While portals you shoot are limited to light speed travel times, this does suggest a nice way of colonizing other planets. Or sending stuff to other places in our own solar system. I’ll leave the exact details to Niven’s essay, but it includes sending fuel through portals to break the rocket equation… but that’s if only if you have to have an artificial surface to shoot onto. Otherwise… fire, carefully, and wait.
At least there’s an explanation for why all this high-speed portal-hopping doesn’t kill Chell. In fact, this aspect bothered initial testers of the game so much that Valve added Long-Fall Boots. These are specifically designed to perfectly kill the wearer’s inertia so that they don’t go splat on the landing, and also ensure that you land feet down. Nifty, right? Totally doesn’t violate physics…
Your main antagonist in the first game and the first segment of the second is GLaDOS (Genetic Lifeform and Disk Operating System). As you play, it becomes increasingly clear that something is wrong with the AI. This is even more clear after you get shunted from regular testing to the android live-fire test range. And then it gets worse.
How hard is it to program a non-evil AI? With a strong negative weight on harm to human lives? And then, rather than simply cutting off its access to the deadly neurotoxin, they just stick a module on GLaDOS to keep it/her from releasing the deadly neurotoxin. Oy. Why can’t we downweight killing humans? Or apply the Laws of Robotics? That last link is interesting — turns out, there are some real-world guidelines for robot construction. Obviously a robot? Check. Not designed to kill humans [by running them through deadly testing chambers for “science”]? Fail.
The other antagonist you meet is Wheatley. He’s friendly. He’s helpful. He’s also deliberately constructed to be a total moron (intended to keep GLaDOS in check) and undergoes an epic and hostile personality change when you replace GLaDOS with him. Oops. Nice job breaking it, hero.
Cave Johnson Failed Business Planning
Once Wheatley turns on you in the second game, you get to explore the deeply buried history of Aperture Science. Ignoring the problem of the absurdly deep mineshaft that’s storing everything, there’s a more serious problem: Where is Cave Johnson, CEO of Aperture, getting all the money for this?

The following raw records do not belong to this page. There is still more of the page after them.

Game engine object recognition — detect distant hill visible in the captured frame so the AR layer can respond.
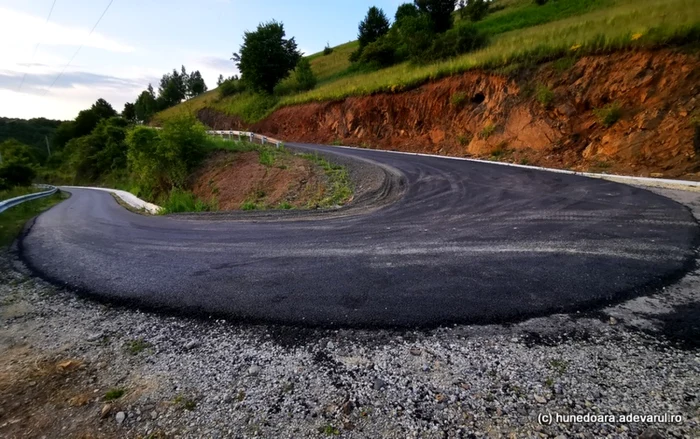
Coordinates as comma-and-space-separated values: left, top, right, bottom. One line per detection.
0, 117, 61, 155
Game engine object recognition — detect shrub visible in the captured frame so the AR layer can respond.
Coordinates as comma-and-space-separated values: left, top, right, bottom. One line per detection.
126, 115, 208, 197
360, 38, 396, 67
233, 21, 301, 93
535, 85, 554, 108
460, 0, 489, 21
0, 139, 39, 166
219, 78, 246, 98
162, 188, 216, 214
259, 148, 275, 167
357, 6, 389, 52
593, 102, 622, 127
294, 58, 317, 91
0, 163, 36, 188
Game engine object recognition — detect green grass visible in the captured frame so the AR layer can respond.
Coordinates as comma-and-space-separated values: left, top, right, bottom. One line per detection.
206, 137, 353, 210
0, 192, 66, 247
157, 0, 700, 122
299, 154, 353, 208
476, 0, 616, 35
535, 85, 554, 108
160, 188, 218, 215
280, 0, 700, 110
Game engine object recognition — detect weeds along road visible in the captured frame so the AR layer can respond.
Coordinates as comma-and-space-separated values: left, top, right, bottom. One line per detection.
19, 145, 699, 327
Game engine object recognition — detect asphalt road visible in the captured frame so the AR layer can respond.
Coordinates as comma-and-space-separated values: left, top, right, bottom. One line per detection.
19, 145, 700, 327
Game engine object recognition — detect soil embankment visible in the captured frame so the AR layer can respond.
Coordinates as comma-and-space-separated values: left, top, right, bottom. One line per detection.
199, 50, 700, 179
189, 151, 326, 210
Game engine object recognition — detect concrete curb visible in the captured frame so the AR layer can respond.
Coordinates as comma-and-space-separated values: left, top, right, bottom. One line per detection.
61, 186, 161, 215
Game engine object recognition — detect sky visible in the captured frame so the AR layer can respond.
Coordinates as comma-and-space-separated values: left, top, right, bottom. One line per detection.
0, 0, 406, 120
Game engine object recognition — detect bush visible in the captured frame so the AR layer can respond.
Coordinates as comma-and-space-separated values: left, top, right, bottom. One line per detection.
219, 78, 246, 98
161, 188, 217, 214
460, 0, 489, 21
233, 21, 301, 93
126, 115, 208, 198
360, 38, 396, 67
0, 163, 36, 189
294, 58, 317, 91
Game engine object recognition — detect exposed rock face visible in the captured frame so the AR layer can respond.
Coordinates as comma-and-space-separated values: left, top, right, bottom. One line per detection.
211, 50, 700, 179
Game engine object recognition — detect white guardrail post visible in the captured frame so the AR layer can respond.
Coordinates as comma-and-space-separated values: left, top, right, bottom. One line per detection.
0, 184, 58, 213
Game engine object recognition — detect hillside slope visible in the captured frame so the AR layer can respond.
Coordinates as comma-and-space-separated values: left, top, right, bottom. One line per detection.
156, 0, 700, 178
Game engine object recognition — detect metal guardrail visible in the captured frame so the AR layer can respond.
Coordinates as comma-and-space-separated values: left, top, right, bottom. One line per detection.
0, 184, 58, 213
207, 130, 284, 148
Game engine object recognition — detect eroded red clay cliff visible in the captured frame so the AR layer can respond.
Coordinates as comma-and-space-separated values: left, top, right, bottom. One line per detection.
202, 50, 700, 179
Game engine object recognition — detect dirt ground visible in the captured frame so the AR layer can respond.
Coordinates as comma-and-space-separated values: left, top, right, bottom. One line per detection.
190, 151, 326, 210
198, 49, 700, 180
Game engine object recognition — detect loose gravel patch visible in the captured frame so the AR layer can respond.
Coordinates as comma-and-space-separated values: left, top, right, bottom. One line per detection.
0, 187, 700, 438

Millions for moon rocks to make surfaces for portals… which were originally intended to be better shower curtains. Various other nasty things are tested by and on humans, with no regard for anybody’s safety. Cave’s idea of science is building random crap and seeing what happens, which ranges from bouncy repulsion gel (intended as a diet product — the food bounces right out! And does bad things to your stomach…) and things like turning people’s blood into gasoline. Or making them into an army of mantis-men. Among other problems too numerous to mention. WHY HASN’T THE GOVERNMENT SHUT THESE PEOPLE DOWN ALREADY??? Then again, this is all delightfully lampshaded by various signs (such as the one above), and we never see what the exterior used to look like, back in the day. It’s quite possible that there were protestors all the time outside the facility. Maybe even a demonstration dedicated to the missing astronauts…
Meanwhile, the game does demonstrate the increasingly dire financial straights of the company. Since they have trouble marketing their various deadly products. For instance: An ad for the long-fall boots. If you’re bored, you can even try looking for the ad about using turrets for guarding babies. It’s even worse. This is not a good business plan… which explains the lack of funding, but I still wonder how they managed to get any funds in the first place.
Cave’s other major problem seems to be that he thinks of science as throwing together a bunch of random stuff, and then seeing what happens when some poor sucker tries to use it. That’s not science. That’s cruel and unusual. And darkly hilarious for the player.
But anyway, Cave, you don’t know what science is. And don’t get near my house with those combustible lemons.